For the industry – The new supplemental disclosure form:
- Fosters professional conduct and practices, deterring deceptive or fraudulent conduct through appropriate additional regulatory burden for a small percentage of mortgage brokerages engaged in high-risk transactions.
- Supports increased confidence in the syndicated mortgage market by clearly identifying high-risk transactions.
FSRA is committed to promoting high standards of business conduct, protecting the rights and interests of consumers, and fostering, strong, sustainable, competitive and innovative financial services sectors. This approach and the related supplemental disclosure form is consistent with FSRA’s desire to fulfill these commitments now and in the future.

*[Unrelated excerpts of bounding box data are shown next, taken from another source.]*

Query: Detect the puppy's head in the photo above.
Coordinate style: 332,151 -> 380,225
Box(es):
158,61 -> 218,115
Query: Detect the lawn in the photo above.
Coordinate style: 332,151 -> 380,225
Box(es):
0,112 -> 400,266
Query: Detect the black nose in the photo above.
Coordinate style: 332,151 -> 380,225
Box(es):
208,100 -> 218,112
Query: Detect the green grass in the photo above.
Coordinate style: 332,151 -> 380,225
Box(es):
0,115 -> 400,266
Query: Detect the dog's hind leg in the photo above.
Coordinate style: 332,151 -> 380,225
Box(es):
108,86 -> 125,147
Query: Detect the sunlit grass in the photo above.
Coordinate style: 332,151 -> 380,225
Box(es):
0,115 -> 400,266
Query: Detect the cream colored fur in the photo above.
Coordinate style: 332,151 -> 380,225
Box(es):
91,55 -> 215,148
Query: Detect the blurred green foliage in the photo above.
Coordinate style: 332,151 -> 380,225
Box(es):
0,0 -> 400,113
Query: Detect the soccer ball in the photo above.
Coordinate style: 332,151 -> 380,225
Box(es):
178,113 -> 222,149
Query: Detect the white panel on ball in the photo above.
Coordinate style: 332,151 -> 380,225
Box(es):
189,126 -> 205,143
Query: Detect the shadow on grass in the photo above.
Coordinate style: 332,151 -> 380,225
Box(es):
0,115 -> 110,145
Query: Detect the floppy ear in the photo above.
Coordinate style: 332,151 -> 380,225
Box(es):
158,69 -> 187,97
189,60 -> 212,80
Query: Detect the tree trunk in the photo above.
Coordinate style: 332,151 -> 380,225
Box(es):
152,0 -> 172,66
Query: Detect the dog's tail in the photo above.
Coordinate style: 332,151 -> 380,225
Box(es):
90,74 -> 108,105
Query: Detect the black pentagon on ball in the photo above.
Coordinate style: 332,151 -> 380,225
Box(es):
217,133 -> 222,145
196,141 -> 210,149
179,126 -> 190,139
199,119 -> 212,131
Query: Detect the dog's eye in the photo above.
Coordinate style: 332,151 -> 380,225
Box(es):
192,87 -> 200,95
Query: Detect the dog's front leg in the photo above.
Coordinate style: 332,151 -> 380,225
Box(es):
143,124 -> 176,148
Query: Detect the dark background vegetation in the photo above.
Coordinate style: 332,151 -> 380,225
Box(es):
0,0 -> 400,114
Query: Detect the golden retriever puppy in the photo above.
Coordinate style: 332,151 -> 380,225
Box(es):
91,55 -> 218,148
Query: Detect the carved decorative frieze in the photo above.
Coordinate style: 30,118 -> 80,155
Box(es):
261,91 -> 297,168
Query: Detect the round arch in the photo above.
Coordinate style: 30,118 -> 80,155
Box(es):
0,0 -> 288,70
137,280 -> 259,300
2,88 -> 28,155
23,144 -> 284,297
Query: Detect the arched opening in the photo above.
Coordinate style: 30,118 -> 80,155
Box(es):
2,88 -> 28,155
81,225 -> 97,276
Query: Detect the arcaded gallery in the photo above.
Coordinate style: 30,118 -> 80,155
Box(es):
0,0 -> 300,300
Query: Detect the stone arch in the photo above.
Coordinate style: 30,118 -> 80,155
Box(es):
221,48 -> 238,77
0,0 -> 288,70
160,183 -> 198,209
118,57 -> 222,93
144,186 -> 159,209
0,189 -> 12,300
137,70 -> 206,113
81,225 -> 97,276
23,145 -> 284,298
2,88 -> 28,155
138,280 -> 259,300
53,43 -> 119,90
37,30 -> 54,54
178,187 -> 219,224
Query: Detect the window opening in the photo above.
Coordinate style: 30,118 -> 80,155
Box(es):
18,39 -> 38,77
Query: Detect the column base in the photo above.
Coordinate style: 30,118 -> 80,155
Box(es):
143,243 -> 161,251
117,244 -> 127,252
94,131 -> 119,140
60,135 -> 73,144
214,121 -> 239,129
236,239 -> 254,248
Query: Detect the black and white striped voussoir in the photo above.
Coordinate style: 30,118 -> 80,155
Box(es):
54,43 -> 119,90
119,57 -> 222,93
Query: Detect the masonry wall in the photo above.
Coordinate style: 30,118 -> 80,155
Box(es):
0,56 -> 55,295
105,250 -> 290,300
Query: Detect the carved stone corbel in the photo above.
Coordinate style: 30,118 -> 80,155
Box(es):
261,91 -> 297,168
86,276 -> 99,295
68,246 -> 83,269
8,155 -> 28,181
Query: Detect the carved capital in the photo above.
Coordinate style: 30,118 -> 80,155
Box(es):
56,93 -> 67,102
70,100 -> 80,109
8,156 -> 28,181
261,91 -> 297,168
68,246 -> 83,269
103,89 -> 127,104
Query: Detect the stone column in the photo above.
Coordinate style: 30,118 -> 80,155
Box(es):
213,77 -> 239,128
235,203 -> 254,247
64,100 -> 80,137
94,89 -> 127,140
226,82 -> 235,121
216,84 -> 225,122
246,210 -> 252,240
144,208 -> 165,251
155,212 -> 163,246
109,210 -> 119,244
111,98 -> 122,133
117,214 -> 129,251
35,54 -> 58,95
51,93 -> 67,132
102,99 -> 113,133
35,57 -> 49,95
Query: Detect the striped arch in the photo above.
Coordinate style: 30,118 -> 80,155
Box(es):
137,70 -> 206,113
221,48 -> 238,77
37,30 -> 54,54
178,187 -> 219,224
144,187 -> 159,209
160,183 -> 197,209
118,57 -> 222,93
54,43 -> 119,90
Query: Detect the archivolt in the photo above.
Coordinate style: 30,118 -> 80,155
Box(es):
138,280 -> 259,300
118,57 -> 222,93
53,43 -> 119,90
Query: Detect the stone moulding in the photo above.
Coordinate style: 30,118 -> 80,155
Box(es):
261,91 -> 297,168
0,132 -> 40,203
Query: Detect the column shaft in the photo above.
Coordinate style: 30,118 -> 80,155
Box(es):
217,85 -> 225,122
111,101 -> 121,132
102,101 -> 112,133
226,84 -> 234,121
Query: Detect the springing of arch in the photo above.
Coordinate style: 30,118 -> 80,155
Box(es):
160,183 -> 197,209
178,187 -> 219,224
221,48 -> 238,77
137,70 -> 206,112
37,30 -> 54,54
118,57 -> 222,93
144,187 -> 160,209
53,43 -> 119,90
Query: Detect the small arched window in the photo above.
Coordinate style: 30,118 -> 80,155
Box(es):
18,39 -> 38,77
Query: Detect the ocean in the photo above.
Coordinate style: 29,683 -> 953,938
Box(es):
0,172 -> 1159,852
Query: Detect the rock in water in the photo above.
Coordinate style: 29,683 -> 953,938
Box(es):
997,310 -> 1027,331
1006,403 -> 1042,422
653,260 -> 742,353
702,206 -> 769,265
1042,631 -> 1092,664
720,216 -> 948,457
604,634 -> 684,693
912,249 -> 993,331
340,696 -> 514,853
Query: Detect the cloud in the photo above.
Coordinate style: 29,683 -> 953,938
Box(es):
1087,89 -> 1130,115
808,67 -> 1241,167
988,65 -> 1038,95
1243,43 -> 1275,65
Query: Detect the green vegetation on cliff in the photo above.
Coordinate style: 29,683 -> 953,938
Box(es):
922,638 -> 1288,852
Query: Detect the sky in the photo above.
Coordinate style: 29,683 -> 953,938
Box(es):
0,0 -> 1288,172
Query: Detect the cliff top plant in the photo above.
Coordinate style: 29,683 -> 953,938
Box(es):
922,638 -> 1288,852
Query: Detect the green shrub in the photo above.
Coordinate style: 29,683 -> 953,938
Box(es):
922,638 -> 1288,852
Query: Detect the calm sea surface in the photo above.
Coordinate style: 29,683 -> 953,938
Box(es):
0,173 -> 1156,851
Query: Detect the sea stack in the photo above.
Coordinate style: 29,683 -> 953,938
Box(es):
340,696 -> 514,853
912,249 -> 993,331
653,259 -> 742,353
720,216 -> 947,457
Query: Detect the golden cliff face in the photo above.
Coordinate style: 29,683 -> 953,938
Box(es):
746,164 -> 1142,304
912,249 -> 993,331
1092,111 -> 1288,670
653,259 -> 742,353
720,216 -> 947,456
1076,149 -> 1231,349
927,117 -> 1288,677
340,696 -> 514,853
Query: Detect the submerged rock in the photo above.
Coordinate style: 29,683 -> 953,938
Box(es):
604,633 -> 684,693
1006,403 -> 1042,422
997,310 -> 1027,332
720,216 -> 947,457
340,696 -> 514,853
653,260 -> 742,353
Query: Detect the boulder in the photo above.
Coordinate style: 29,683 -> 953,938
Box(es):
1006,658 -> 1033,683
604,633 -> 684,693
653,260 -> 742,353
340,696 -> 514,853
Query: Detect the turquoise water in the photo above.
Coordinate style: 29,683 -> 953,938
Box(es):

Effective date and future review
This Approach was effective November 12, 2019. It was updated on March 10, 2021 to update its application period in order to reflect the transfer of regulation of non-qualified syndicated mortgage transactions with non-Permitted Clients to the Ontario Securities Commission effective July 1, 2021.
The latest possible date for FSRA to initiate a review of this Approach will be March 1, 2024.
About this guidance
Approach documents describe FSRA’s internal principles, processes and practices for supervisory action and application of CEO discretion. They do not, of themselves, create compliance obligations. Visit FSRA’s Guidance Framework to learn more.
Effective Date: November 12, 2019
Updated: March 10, 2021
1 The designated classes of investors are defined in Section 2 of Ontario Regulation 188/08 (Mortgage Brokerages: Standards of Practice). These include classes for individuals who have net income before taxes and net financial assets above a defined limit.